From this point onwards, until an XML Aggregator is encountered on the flow, the processing element operations would be applied identically on the split payload segments being propagated in individual messages.
For logging purposes, let’s first extract the machine ID into a variable using an XPath String Extractor:

Variable Name

machine_id

XPath

/machine/id
Next add a Logger to log the machine ID, as a confirmation before performing the actual database update:

Log Template

Updating machine @{variable.machine_id} from factory @{message.headers.ultra.file.name}

Log Level

INFO

For database access, a JDBC data source has to be added as a project resource. Switch to the project.xpml editor UI and add a Datasource using the Custom Template drop down. We shall assume a MySQL database configured on port 3306 on localhost:

Resource ID

data-src

Driver class name

com.mysql.jdbc.Driver

Database URL

jdbc:mysql://localhost:3306/zenythzdb?useSSL=false

Initial connections

2

Minimum connections

1

Maximum connections

5

Validation query

SELECT 1 FROM DUAL

Username

zenythz

Password

zenythz

We can simplify the database update by utilizing a Database Mapping File to directly map the required data from the message into placeholders in a predefined parameterized query, rather than constructing the query by hand. For this, add a mapping file report-mapper.dson by right-clicking the resources directory on the Project Structure pane and selecting New → DB Configuration, and populate it with the following JSON content:

{
  "messageType" : "XML",
  "columnNamesPresent" : false,
  "parameters" : [ {
    "type" : "PATH",
    "name" : "hours",
    "path" : "/machine/hours"
  }, {
    "type" : "PATH",
    "name" : "restarts",
    "path" : "/machine/restarts"
  }, {
    "type" : "PATH",
    "name" : "minor_repairs",
    "path" : "/machine/minor_repairs"
  }, {
    "type" : "PATH",
    "name" : "major_repairs",
    "path" : "/machine/major_repairs"
  }, {
    "type" : "PATH",
    "name" : "extra_cost",
    "path" : "/machine/extra_cost"
  }, {
    "type" : "VARIABLE",
    "name" : "machine_id",
    "variableName" : "machine_id",
    "className" : "java.lang.String",
    "propagateToParent" : false
  }, {
    "type" : "HEADER",
    "name" : "factory_id",
    "headerName" : "ultra.file.name",
    "className" : "java.lang.String"
  } ]
}

Now add a Database Processor element to perform the actual database update query, using the template we just defined (you may need to refresh the flow editor UI for the newly defined resources to become available):

Mapping file

report-mapper.dson

SQL query

UPDATE machine SET hours = hours + @{hours}, restarts = restarts + @{restarts}, minor_repairs = minor_repairs + @{minor_repairs}, major_repairs = major_repairs + @{major_repairs}, extra_cost = extra_cost + @{extra_cost} WHERE machine_id = @{machine_id} AND factory_id = @{factory_id}

Before we finish the flow, we need to aggregate the split message paths using an XML Aggregator (although the aggregation result would not be useful for us in this case):

Aggregation XPath

/machine/id

Wrapper element name

report
Now end the flow using a Successful Flow End element.

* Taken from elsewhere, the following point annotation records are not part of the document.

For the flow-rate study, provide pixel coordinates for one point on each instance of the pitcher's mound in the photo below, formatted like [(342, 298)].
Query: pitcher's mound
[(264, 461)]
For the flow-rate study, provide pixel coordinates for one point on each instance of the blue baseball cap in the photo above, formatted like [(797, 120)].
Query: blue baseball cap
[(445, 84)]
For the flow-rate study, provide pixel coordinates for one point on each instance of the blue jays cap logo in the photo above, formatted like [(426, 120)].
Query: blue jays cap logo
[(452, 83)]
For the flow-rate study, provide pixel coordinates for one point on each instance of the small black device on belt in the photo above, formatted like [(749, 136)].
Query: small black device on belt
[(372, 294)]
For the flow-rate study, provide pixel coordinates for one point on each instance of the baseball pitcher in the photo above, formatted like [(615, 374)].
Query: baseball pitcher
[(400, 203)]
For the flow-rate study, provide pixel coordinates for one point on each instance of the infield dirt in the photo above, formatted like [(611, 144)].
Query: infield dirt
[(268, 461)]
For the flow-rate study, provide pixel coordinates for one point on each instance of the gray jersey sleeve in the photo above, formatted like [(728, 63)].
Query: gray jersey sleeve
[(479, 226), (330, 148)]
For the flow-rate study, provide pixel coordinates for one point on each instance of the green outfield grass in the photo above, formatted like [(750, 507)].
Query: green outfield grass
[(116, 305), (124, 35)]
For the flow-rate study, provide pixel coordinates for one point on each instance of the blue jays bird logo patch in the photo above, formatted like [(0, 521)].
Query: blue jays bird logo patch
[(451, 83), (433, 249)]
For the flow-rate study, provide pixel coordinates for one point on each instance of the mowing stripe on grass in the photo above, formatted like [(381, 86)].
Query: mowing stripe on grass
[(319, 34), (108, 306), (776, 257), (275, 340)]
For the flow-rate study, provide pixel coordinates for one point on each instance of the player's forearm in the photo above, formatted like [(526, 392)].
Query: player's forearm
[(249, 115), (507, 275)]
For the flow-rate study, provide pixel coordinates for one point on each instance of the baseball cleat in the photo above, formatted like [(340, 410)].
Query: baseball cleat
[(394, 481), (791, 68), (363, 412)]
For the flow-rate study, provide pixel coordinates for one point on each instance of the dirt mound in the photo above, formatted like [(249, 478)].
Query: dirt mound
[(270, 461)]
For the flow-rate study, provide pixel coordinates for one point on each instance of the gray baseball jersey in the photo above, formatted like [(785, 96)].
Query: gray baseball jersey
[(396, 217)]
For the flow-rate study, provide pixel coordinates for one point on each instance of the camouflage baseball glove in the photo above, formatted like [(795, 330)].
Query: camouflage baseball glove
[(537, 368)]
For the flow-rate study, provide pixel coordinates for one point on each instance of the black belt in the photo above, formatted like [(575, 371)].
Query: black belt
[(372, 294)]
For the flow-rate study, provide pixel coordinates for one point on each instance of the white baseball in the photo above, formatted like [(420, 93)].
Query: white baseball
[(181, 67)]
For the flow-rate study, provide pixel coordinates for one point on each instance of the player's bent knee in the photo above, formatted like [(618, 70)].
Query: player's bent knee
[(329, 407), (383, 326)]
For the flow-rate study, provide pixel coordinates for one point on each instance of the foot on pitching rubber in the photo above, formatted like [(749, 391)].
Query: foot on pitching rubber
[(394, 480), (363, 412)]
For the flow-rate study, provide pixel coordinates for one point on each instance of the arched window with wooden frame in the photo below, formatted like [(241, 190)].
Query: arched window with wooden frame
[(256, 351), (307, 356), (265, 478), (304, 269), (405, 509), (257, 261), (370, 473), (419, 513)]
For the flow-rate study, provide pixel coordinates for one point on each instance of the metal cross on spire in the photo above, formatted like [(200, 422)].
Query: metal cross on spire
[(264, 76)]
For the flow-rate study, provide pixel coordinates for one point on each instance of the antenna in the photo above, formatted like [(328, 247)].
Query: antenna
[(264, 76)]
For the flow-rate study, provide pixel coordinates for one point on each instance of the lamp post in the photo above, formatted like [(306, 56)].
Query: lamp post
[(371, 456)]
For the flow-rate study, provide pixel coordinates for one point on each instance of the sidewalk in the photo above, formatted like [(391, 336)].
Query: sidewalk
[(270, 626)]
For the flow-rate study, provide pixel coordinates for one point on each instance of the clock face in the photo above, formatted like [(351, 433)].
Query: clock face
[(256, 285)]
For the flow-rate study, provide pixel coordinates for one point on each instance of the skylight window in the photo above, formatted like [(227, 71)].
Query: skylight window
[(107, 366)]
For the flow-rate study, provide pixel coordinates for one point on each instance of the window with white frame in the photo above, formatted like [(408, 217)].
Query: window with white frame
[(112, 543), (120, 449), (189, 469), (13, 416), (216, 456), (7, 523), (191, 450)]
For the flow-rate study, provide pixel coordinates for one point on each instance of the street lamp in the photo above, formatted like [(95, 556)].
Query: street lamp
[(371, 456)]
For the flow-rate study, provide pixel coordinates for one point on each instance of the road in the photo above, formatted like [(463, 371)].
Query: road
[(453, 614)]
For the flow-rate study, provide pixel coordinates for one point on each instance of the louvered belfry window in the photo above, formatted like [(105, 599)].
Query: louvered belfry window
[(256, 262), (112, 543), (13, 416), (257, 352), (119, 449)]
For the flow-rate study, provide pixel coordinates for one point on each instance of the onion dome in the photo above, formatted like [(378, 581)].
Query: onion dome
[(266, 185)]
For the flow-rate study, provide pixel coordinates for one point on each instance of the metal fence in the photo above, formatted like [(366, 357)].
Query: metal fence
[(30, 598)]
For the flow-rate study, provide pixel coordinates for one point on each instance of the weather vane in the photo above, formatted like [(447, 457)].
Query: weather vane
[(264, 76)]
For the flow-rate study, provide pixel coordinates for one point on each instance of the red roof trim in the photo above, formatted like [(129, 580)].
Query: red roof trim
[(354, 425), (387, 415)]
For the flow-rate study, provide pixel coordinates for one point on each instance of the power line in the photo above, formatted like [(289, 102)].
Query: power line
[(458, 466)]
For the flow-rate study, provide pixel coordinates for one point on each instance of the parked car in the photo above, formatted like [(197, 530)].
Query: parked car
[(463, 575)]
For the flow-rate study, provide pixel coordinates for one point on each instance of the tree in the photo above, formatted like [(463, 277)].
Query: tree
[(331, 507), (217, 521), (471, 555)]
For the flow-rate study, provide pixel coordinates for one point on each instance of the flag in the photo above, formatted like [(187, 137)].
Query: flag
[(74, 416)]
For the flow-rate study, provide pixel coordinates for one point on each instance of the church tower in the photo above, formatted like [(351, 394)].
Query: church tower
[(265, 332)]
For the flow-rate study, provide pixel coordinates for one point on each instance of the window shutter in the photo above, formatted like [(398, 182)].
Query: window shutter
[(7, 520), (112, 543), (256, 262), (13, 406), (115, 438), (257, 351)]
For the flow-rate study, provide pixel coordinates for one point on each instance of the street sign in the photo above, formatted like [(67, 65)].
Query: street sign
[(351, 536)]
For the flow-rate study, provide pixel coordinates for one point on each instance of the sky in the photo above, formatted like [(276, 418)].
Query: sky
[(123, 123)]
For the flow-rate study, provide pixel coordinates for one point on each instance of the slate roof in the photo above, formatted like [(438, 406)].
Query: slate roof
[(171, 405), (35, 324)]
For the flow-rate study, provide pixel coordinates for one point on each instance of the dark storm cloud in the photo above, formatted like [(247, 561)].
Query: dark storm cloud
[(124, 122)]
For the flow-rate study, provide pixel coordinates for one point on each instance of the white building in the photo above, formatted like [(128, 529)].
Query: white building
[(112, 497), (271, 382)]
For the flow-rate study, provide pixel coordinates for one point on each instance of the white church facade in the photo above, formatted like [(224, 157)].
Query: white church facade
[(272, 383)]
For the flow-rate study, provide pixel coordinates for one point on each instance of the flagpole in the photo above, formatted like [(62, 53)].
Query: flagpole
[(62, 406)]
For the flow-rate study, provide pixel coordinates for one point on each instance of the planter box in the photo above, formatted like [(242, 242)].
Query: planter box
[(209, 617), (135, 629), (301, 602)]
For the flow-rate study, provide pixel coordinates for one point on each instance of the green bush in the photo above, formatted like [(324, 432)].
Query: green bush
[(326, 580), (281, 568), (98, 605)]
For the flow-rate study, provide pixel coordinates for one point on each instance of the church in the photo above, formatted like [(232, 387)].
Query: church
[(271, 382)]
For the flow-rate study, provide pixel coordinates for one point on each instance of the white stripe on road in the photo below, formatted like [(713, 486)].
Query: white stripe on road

The complete flow, once constructed, would resemble the following:

Testing

Setting up the Database

As the privileged MySQL user, execute the schema.sql script inside src/main/resources. The script creates the zenythdb database with a machine table, and makes them accessible via a zenythz user. As the flow only involves an update query, it cannot anticipate new machines added to a factory (but can be improved to incorporate new machine additions as well). Hence the script will also insert an initial set of machine entries (containing nil (0) values for all data fields).

Preparing the filesystem

Create the folders /tmp/test, /tmp/done and /tmp/error for the saving and archival of email attachments.

Emulating factory emails

For testing the sample, you would require a mail sender that supports sending of both attachments and custom headers. As most web-based email clients do not support usage of custom headers during email composition, a simple SendMail.java program has been provided in the src/main/java directory of the sample project for the same purpose. Replace the string placeholders (and email provider information) as appropriate, and run the class (main() method) to generate and send an email that can be used for testing the sample.

Running the sample

Create an UltraESB Server run configuration and start the project
Use the email client to send an appropriately composed email to the listened email address. Sample CSV files factory1.csv and factory2.csv are provided in src/main/resources.
Observe the ESB log to track the reception and processing of machine maintenance records.
/tmp/done will contain all successfully processed reports, and /tmp/error will contain any reports that failed while processing, each prefixed by the received timestamp.

Property Configuration

When running the sample in the UltraESB-X distribution, you need to override the following properties in-order for the sample to work.

Refer to Managing Project Properties documentation on how to override properties.

ultracp.driver=com.mysql.jdbc.Driver

The database driver to be used

ultracp.url

Url of the database

ultracp.pool

The name of the database connection pool

ultracp.username

Database username

ultracp.password

Database password

ultracp.minSize

Minimum size of the database pool

ultracp.maxTotal

Maximum total number of connections of database pool

ultracp.initialSize

Initial number of connections to be created